Philipp Spillmann :  Marguerite Humeau kreiert in ihrer künstlerischen Praxis Orchester ausgestorbener Lebewesen, sich verliebende Roboter und Konzepte zur Kommunikation mit Ausserirdischen. Im Museum Konstruktiv zeigt die Trägerin des diesjährigen Zurich Art Prize ihre neusten Werke.
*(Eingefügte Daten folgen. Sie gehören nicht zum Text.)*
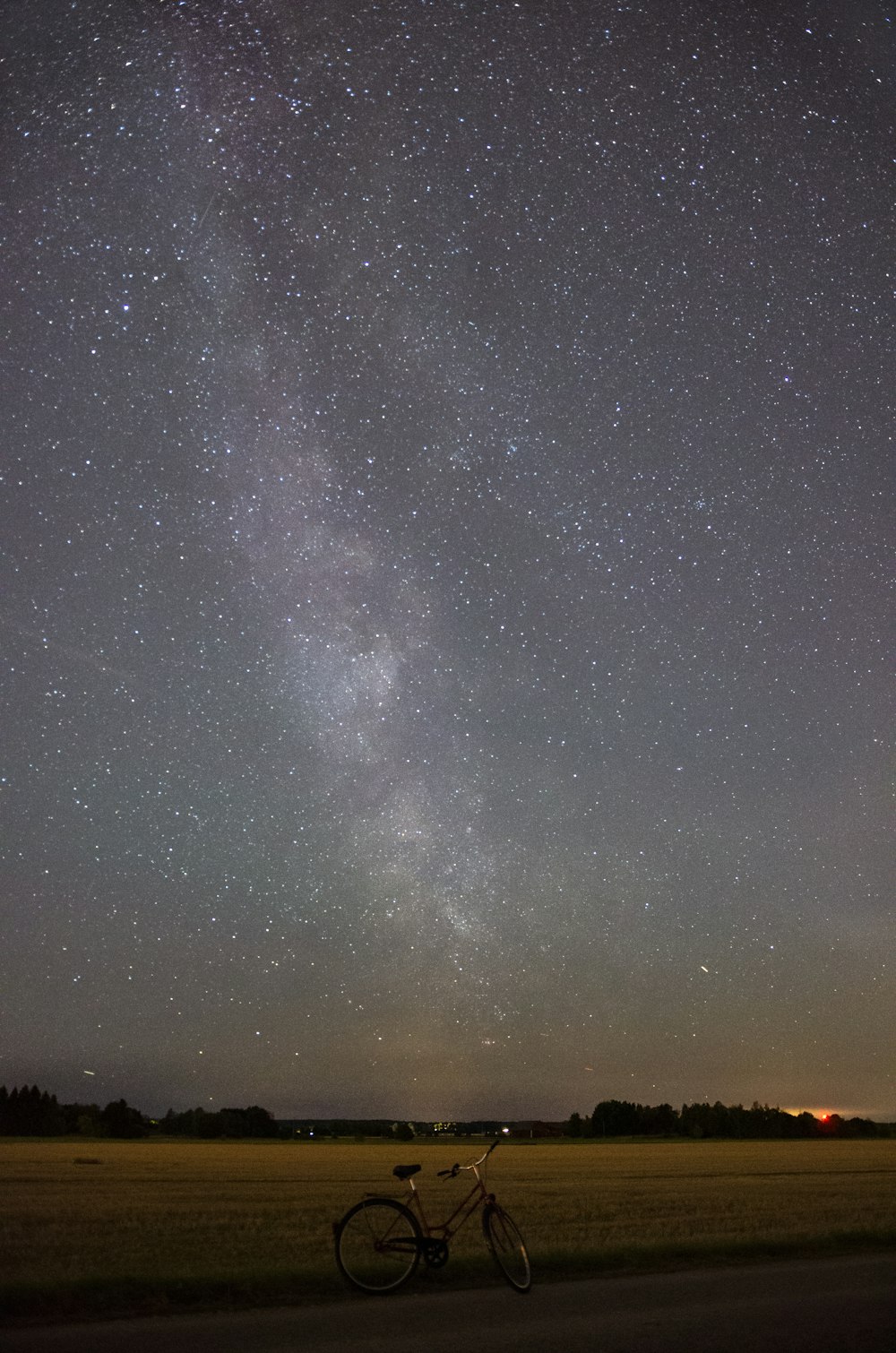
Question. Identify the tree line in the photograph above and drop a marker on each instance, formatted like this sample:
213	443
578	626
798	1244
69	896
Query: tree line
29	1111
622	1118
Zürich : Marguerite Humeau - Bedrohliche Rätsel


  
Marguerite Humeau · Riddles (Final Beats), oben: Otto, 2017; unten: Digital Desert, 2017, Installationsansicht Museum Haus Konstruktiv, Courtesy Clearing, New York / Brussels


In den Arbeiten Marguerite Humeaus (*1986) mischt sich wissenschaftliche Forschung mit philosophischer Spekulation. Mit bizarr anmutenden Skulpturen und komplexen Installationen befasst sie sich immer wieder mit unserer evolutionären Vergangenheit, die sie stets mit unseren heutigen technologischen Lebensrealitäten in Beziehung setzt. Im Museum Haus Konstruktiv thematisiert sie mit ihrer Ausstellung die kulturgeschichtliche Figur der Sphinx.
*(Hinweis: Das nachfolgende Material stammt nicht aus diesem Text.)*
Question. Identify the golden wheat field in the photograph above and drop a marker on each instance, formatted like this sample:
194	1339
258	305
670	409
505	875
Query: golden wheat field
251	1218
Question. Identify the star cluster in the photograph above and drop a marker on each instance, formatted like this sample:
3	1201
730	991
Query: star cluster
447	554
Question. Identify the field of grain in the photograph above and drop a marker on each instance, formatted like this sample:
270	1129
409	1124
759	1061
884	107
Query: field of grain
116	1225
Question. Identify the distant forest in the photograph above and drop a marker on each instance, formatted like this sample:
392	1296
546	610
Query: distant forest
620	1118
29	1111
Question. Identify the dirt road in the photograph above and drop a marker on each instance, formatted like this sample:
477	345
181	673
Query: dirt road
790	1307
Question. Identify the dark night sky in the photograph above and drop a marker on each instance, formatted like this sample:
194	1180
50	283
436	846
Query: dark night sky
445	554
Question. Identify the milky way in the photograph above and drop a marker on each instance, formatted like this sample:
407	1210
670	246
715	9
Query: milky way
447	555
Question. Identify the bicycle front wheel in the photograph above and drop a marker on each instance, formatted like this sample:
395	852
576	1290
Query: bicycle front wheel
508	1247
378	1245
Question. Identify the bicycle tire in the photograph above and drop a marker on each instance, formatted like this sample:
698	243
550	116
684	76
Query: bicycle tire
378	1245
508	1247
Die Sphinx, eine Kreatur mit Löwenkörper und Menschenkopf, lässt sich Humeaus Recherchen zufolge schon vor 35'000 Jahren nachweisen. Verschiedenste Kulturen sprachen ihr Schutzfunktion zu. Sie erscheint mitunter als Orakel, das durch seine Voraussagen in gewissem Sinne über Leben und Tod waltet. Humeau liest die Sphinx ausgehend von dieser ambivalenten Rolle und sieht in den modernen Überwachungssystemen deren zeitgenössische Aktualisierung.
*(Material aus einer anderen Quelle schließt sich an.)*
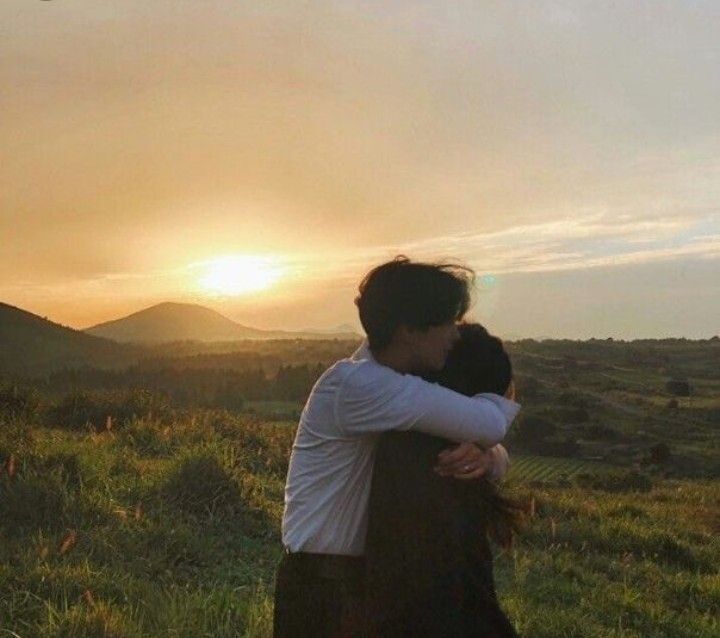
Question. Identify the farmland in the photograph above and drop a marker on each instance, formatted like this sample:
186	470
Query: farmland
163	520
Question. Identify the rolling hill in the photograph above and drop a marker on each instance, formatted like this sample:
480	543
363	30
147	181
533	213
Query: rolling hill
166	322
30	344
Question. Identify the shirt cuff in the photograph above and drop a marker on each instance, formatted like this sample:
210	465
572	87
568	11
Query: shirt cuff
501	463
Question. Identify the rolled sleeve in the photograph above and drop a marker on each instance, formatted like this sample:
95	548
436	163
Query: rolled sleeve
376	399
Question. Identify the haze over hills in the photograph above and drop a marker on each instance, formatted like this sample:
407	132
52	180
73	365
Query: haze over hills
29	343
171	321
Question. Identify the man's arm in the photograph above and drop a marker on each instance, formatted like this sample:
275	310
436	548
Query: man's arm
468	461
376	399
Im Museum Haus Konstruktiv erscheint die Sphinx zunächst als Skulptur mit dem Titel ‹Sphinx Otto›. Sie lauert im Erdgeschoss und besteht aus einem Löwenkopf, dessen Rumpf in zwei Vogelklauen mündet und der von zwei kraftvoll aufgeschlagenen Flügeln flankiert wird. Äusserlich handelt es sich bei der Skulptur also nicht um eine Sphinx. Allerdings ist sie mit einer Schicht künstlicher menschlicher Haut überzogen, die mit «anti-menschlichen», giftigen Pigmenten bemalt wurde. Hier mischt sich ganz unsichtbar die Nachahmung von Menschlichem mit der Bedrohung menschlichen Lebens. So schreibt Humeau der Sphinx eine ambivalente Rolle zu: Als ein quasi menschliches und zugleich den Menschen gefährdendes Wesen.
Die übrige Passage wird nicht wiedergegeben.